Bandung, IDN Times - Julukan Kota Bandung sebagai kota fesyen masih melekat di kalangan anak muda hingga saat ini. Memang, tidak sedikit model dan tren fesyen yang lahir dari kota ini. Seakan tak kehabisan akal, para anak muda Bandung terus menggali dan mengembangkan fesyen apa yang bakal digandungi masyarakat ke depannya.
Seperti saat ini, di mana tren thrifting sedang menjamur di Kota Bandung. Lantas apa itu thrifting? Gampangnya istlah ini adalah berbelanja barang bekas, yang sekarang lebih banyak mengacu pada pakaian baik baju hingga sepatu.

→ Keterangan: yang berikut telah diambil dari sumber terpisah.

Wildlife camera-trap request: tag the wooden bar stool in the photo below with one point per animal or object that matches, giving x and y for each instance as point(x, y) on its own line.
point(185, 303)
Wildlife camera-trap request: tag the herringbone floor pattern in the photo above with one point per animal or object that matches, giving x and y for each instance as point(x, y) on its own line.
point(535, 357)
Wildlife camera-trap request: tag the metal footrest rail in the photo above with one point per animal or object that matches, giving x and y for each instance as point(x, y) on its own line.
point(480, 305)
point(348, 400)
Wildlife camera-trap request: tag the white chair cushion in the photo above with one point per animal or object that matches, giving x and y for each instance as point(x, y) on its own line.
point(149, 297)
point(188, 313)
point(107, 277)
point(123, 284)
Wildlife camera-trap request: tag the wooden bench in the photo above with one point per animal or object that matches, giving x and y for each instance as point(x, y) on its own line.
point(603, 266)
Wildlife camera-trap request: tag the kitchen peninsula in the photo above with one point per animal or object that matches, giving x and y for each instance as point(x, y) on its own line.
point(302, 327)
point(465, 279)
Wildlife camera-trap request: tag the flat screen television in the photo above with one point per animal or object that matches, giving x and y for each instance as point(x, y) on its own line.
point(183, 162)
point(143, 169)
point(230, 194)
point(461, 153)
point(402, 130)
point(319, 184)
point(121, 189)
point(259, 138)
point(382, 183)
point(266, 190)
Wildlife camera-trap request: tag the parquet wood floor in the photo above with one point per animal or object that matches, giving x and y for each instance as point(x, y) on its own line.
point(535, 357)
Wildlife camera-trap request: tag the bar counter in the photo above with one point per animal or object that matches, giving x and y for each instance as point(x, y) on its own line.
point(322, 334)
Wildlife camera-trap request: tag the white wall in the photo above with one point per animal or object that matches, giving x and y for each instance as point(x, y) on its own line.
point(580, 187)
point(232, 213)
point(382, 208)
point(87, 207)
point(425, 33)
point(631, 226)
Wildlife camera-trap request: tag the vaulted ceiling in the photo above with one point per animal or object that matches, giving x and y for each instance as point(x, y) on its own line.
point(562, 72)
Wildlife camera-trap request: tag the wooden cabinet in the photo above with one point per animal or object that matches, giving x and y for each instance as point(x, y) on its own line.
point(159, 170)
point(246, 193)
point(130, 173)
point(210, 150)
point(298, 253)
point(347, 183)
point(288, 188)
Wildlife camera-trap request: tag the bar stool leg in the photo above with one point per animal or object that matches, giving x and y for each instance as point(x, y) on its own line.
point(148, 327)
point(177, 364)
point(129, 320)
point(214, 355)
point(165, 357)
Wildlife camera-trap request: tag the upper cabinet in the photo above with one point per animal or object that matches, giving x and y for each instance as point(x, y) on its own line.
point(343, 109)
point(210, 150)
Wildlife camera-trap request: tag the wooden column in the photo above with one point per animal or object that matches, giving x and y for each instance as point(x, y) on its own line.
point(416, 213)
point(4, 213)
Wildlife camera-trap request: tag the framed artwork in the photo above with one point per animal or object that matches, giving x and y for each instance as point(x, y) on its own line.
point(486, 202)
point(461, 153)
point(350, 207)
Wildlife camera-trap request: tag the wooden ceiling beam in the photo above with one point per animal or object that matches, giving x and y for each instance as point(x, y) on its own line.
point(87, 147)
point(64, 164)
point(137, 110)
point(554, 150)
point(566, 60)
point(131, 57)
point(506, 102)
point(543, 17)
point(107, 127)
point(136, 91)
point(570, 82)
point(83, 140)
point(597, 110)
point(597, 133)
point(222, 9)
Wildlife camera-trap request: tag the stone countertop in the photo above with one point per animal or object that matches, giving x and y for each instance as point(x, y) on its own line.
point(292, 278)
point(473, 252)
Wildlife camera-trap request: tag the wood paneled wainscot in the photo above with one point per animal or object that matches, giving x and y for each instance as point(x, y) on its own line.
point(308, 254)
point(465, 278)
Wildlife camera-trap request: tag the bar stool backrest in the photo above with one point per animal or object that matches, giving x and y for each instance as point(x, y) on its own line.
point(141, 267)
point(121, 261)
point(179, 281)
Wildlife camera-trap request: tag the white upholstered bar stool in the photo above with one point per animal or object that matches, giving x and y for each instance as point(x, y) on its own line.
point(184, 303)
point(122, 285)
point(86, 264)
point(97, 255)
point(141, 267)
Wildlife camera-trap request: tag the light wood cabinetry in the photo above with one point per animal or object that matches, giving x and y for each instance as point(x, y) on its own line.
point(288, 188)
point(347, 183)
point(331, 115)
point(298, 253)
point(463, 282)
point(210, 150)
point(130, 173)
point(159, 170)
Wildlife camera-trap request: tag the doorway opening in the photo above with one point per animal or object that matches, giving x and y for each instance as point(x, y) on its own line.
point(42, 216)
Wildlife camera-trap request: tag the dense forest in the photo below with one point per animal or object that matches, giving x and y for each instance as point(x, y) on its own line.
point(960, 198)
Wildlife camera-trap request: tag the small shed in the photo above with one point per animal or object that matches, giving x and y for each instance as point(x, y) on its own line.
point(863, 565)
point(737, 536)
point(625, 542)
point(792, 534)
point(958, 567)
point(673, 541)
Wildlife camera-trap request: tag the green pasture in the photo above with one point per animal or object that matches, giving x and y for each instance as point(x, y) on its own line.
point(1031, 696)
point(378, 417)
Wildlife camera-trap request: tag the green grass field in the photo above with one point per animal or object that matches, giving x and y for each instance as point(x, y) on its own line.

Di Bandung, sejak puluhan tahun silam terdapat satu tempat yang menjual pakaian dan barang bekas, yaitu Pasar Gedebage. Tempat ini bukan hanya digandrungi anak muda Kota Bandung, tapi juga pelancong luar kota yang sengaja mencari pakaian ke sini.
Perlahan, para pelaku usaha mikro, kecil, dan menengah (UMKM) yang menjual produk serupa kian banyak. Di tengah perkembangan media sosial (medsos), tak sedikit yang sudah mulai berjualan barang thrifting dengan memanfaatkan kecanggihan internet.
Salah satu sosok yang merasakan dampak baik pada fesyen ini adalah Rais Maulana. Pemilik toko Tostilas, atau dalam bahasa Indonesia memiliki arti 'sudah bekas', melihat tren ini diminati masyarakat muda.
Berjualan sejak 2018, peminat barang bekas sebenarnya sudah ada. Tak sedikit orang yang memang suka dan memilih membeli baju, celana, atau jaket bekas ketimbang beli barang baru. Namun, saat ini pembeli barang bekas tumbuh yang mayoritas didominasi anak muda seperti pelajar SMA dan SMP.
"Banyak yang pilih barang thrifting karena mereka ingin punya pakaian dengan brand fesyen tertentu tapi tidak punya uang. Akhirnya mencari barang bekas yang harganya jauh lebih murah," ujar Rais kepada IDN Times, Jumat (3/6/2022).
Karena tren thrifting yang makin digandrungi termasuk oleh selebgram, harga pakaian bekas sekarang sulit ditaksir, tidak selamanya murah meriah seperti dulu. Konsumen yang bertambah banyak dan pelaku usaha thrifting yang kian menjamur membuat harga barang dengan merk tertentu menjadi lebih mahal dibandingkan dulu.
Meski harganya tidak semurah dulu, nyatanya peminat barang thrifting tetap saja banyak. Rais mengatakan Tostilas sendiri dalam sebulan bisa menjual barang mencapai 50 potong selama pandemik, karena hanya fokus jualan secara daring. Pascapandemik dan tempat berjualan di lapak sudah diizinkan, sekarang Tostilas mampu menjual 100 sampai 200 barang bekas per bulannya.
Pembeli datang dari berbagai macam pintu, salah satunya dengan menyambangi toko di Instagram @tostilas.id.
"Memang bisnis seperti fesyen ini ada naik turunnya, semua juga merasakan. Tapi saya percaya fesyen ini tidak akan mati karena selama orang ada, pakaian tetap dibutuhkan, termasuk untuk orang yang ingin barang branded dengan harga murah," kata dia.